Als 'Junge Wilde' bezeichnete die Öffentlichkeit den goldenen Jahrgang des VfB Stuttgart, der mit erfrischendem Fußball im Jahr 2003 für Furore sorgte und sogar bis in die UEFA Champions League stürmte. Ganz so weit ist der diesjährige Jahrgang des 1893 gegründeten Vereins zwar noch nicht, doch mit den entsprechenden Attributen kann sich auch dieser Kader mit Fug und Recht schmücken. Der fünfmalige deutsche Meister bietet im Schnitt ligaweit die jüngste Startelf auf und sorgte gerade auswärts bereits für Aufsehen. Insbesondere beim 5:1-Sieg in Dortmund, aber auch beim 2:0-Hinspielerfolg bei den Hauptstädtern wiesen die Weiß-Roten ihre Qualität nach, die nun den zweiten Sieg im heimischen Rund bringen soll. "Wir werden über die gesamte Spieldauer mit der Bereitschaft antreten wollen, alles zu geben", sagt VfB-Trainer Pellegrino Matarazzo vor dem Rückspiel im Süden. Was die Berliner dort erwartet, auf welche Stuttgarter speziell zu achten ist und welche Schnittstellen beide Clubs aufweisen, zeigt herthabsc.de in der Gegnervorschau.

Die sportliche Situation: Nach 20 Partien liegt der Traditionsverein aus dem 'Ländle' mit 25 Punkten auf Tabellenrang 10, im DFB-Pokal war im Achtelfinale gegen Borussia Mönchengladbach Endstation (1:2). Wie bereits erwähnt wusste die Matarazzo-Elf in der Bundesliga aber bereits Ausrufezeichen zu setzen. "Wir sind auf einem guten Weg, unsere Ziele zu erreichen. Unsere Ziele sind der Klassenerhalt sowie unsere junge Mannschaft und jeden einzelnen Spieler weiterzuentwickeln", sagt der Coach, der sich vor allem auf seine starke Offensive verlassen kann. Die 37 Saisontore der Baden-Württemberger können nur der FC Bayern, Eintracht Frankfurt und Borussia Dortmund überbieten.
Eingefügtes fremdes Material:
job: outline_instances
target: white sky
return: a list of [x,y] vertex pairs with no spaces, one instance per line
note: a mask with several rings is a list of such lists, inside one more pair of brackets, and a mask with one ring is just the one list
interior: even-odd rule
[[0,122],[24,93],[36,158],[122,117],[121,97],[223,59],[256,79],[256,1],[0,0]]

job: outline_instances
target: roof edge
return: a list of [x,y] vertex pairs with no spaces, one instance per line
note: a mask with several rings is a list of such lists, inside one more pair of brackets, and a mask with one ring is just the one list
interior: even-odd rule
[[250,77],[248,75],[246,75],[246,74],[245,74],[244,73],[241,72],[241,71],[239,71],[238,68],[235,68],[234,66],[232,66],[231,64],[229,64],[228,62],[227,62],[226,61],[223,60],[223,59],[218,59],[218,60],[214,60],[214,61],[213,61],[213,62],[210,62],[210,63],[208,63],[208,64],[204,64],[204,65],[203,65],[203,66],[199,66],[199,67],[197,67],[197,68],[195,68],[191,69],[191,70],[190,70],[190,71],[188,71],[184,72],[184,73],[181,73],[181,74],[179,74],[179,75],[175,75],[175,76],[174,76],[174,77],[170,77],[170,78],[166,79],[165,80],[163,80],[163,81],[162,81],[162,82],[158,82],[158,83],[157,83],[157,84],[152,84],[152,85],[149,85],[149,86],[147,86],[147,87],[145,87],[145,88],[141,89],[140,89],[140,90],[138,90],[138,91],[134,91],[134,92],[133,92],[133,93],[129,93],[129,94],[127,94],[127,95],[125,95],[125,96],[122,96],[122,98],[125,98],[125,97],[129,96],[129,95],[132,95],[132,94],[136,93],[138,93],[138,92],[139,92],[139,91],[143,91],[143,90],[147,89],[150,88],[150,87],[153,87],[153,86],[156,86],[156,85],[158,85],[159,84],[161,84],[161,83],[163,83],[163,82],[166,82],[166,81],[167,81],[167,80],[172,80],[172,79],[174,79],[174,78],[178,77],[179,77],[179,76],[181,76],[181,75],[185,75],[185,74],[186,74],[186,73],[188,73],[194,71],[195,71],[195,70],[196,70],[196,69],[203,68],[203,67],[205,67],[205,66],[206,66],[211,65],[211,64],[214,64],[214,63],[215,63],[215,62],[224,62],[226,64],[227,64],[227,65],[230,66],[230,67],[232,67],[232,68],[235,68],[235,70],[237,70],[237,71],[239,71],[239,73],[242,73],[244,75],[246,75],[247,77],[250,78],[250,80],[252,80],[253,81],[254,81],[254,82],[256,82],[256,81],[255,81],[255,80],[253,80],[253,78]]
Die Stuttgarter im Fokus: In Topscorer Silas Wamangituka haben die Cannstatter einen der treffsichersten Spieler der bisherigen Bundesliga-Saison in ihren Reihen. Seine elf Saisontreffer überbieten ligaweit nur fünf Profis. "Den schnellen VfB-Spielern darfst du keine Räume geben, sonst wird es schwierig", betonte Pál Dárdai im Vorfeld. Im Aufstiegsjahr war Nicolás Gonzáles bester Torschütze der Schwaben. Der Offensivspieler netzte auch in dieser Spielzeit bereits sechs Mal, fällt mit einem Muskelfaserriss aber vorerst aus. Ein weiterer Profi, der seine Torjägerqualitäten bereits nachgewiesen hat und gemeinsam mit Wamangituka für den Südamerikaner in die Bresche springen kann und soll, ist Saša Kalajdžić. Der Zwei-Meter-Mann knipste in den vergangenen beiden Partien drei Mal. "Wir müssen insgesamt die Räume eng machen und Flanken möglichst verhindern oder zumindest mit defensivem Druck saubere Anspiele erschweren", verriet Dárdai ein mögliches Rezept gegen den torgefährlichen Mittelstürmer.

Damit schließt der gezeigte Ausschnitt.